In Fig. 3(b), each dot represents a single localization and dots from all frames form a localization cloud. When performing ‘uncorrected localizations’, a clear broadening of the localization cloud is observed in the x direction, indicating a decrease of the localization precision caused by the presence of the high-read noise pixel. When using the sCMOS algorithm with matching camera maps, i.e. ‘corrected localizations’, the effect is eliminated and the localization precision is recovered, as schematically summarized in Fig. 3(c). In SMLM significant background often arises from out-of-focus fluorescence or sample auto-fluorescence and is known to decrease the localization precision . In situations when the background levels are high read noise should ultimately become small compared to the photon noise and local pixel properties would have less of an effect. To characterize the non-uniform broadening of localization precision, we plot the ratio of the localization precisions in x and y directions. When read noise dominates, the localization cloud has an elliptic shape and the ratio is larger than one [Fig. 3(d)]. With increasing background this ratio approaches unity. In other words, with elevated background, the effect of read noise distortions is effectively overcome and applying algorithmic corrections becomes largely unnecessary.

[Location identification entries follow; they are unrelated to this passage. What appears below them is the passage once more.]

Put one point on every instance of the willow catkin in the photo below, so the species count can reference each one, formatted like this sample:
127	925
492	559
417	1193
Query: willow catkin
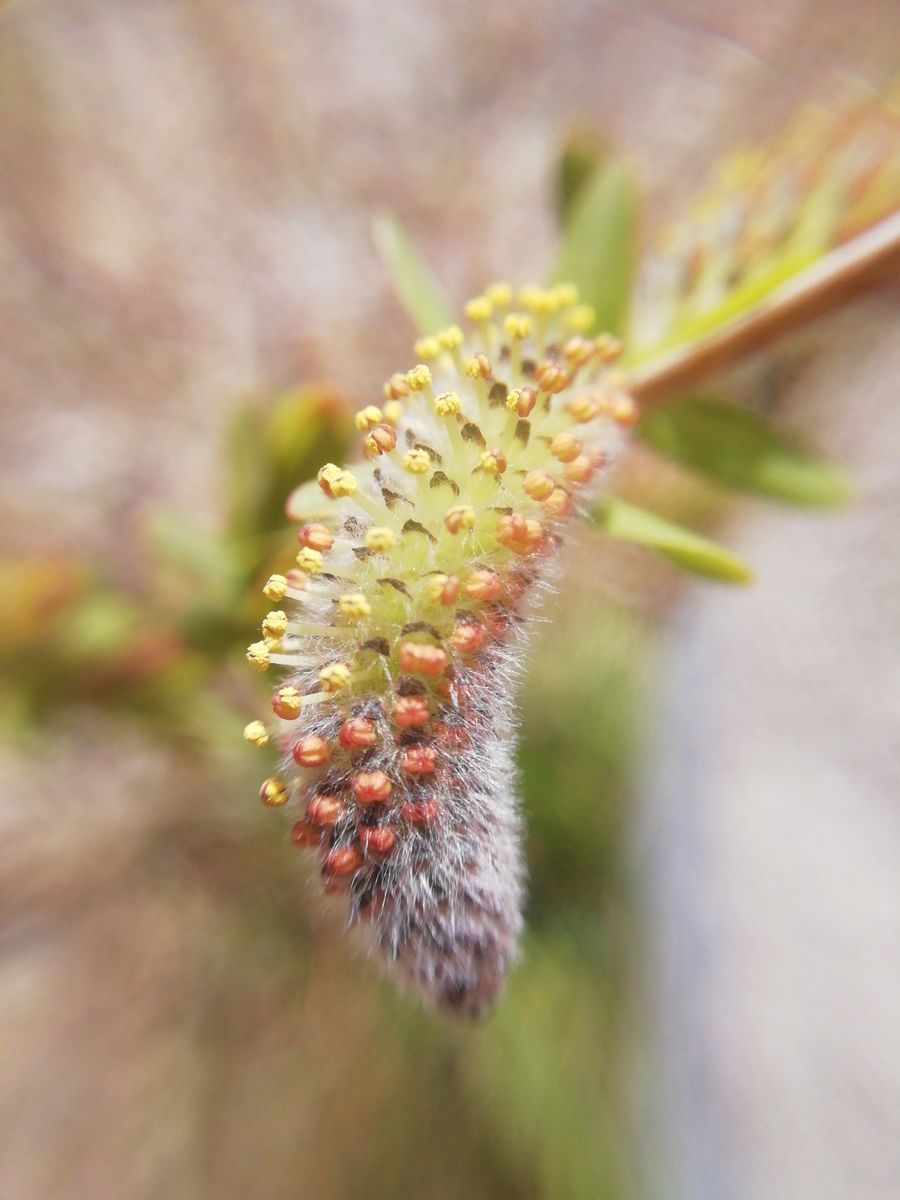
402	625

We typically perform our dSTORM imaging in larger cells such as myocytes where backgrounds often exceed 200 e- or in 20-30 µm thick tissue slices which can have backgrounds > 300 e-. As shown in Fig. 3(e), the correction for read noise becomes largely unnecessary at these background values, even in the presence of pixels with read-noise approaching 30 e-, which is larger than the worst read noise in our camera [see Fig. 1(b)]. Towards the edge of thin adherent cells, it is possible to reduce background to < 30 e- and correction for pixel non-uniformities becomes advantageous.
To investigate how the impact of high read noise pixels depends on event brightness we set the background to a low level (30 e-) and varied the photon count from 1000 e- to 8000 e-, as shown in Fig. 3(f). Severe distortions are observed with high read noise and less bright events (photon count < 2000 e-), as expected from Fig. 3(e). When the signal is sufficiently high (~6k e- for more common read noise amplitudes ≦20 e-) effects of read noise become negligible making algorithmic corrections unnecessary.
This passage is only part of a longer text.